LUXEMBOURG
BARBARA BUCK

Pour la 18ième fois déjà, la Journée Mondiale de la Prévention du Suicide a lieu ce 10 septembre. Instaurée par l’Association Internationale pour la Prévention du Suicide en collaboration avec l’Organisation Mondiale de la Santé en collaboration avec la Fédération Mondiale pour l’Hygiène Mentale, cette journée vise à sensibiliser à une problématique encore tabouisée. Tous les ans, plus d’un million de personnes dans le monde mettent fin à leurs jours. Barbara Bucki, Docteur en psychologie et en sciences sociales au Centre d’Information et de Prévention de la Ligue fait le point sur la situation au Luxembourg et les bons réflexes à adopter face à des réflexions suicidaires.

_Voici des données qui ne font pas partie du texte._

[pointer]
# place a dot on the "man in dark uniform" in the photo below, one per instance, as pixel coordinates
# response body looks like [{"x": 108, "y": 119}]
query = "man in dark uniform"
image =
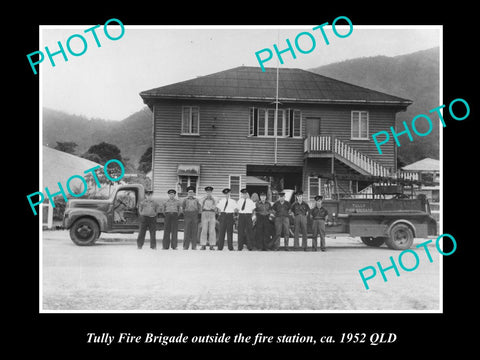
[
  {"x": 263, "y": 235},
  {"x": 226, "y": 207},
  {"x": 148, "y": 210},
  {"x": 171, "y": 209},
  {"x": 191, "y": 208},
  {"x": 319, "y": 215},
  {"x": 281, "y": 209},
  {"x": 209, "y": 210},
  {"x": 300, "y": 211}
]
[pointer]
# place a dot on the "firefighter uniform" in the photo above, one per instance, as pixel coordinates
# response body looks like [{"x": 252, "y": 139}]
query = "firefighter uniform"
[
  {"x": 319, "y": 215},
  {"x": 226, "y": 207},
  {"x": 301, "y": 211},
  {"x": 191, "y": 208},
  {"x": 263, "y": 226},
  {"x": 281, "y": 209},
  {"x": 208, "y": 219},
  {"x": 171, "y": 209}
]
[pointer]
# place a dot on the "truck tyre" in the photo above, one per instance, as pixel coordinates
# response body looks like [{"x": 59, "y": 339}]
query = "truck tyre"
[
  {"x": 371, "y": 241},
  {"x": 401, "y": 237},
  {"x": 84, "y": 232}
]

«Les chiffres remontent toujours un peu, parce qu’il faut un certain recul pour dresser un bilan des suicides. En 2017, 66 suicides ont été enregistrés au Grand-Duché, l’année d’avant, on en comptait 61. Par rapport aux années précédentes, avec une moyenne d’entre 75 et 80 cas, il s’agit d’une baisse notable. Reste à voir dans quelle mesure le Plan national de prévention du suicide, lancé en 2015 avec l’objectif de mieux coordonner les efforts de prévention entre les différents acteurs, mais aussi de sensibiliser davantage le grand public, a contribué à cette évolution.

Certaines actions de ce plan ont reçu le feu vert pour leur continuation en 2020. Nous sommes ainsi contents d’avoir pu poursuivre le projet d’envergure “Premiers secours en santé mentale”. Il s’agit d’un programme basé sur un modèle australien, utilisé dans quelque 25 pays aujourd’hui et visant la déstigmatisation des troubles mentaux par une meilleure information du grand public. Ce webinaire de 12 heures en quatre blocks de trois heures a connu un énorme succès et les listes d’inscription au programme ont été vite clôturées. Or, il est fait pour durer et d’autres cours sur les troubles mentaux sont en perspective, également en présentiel.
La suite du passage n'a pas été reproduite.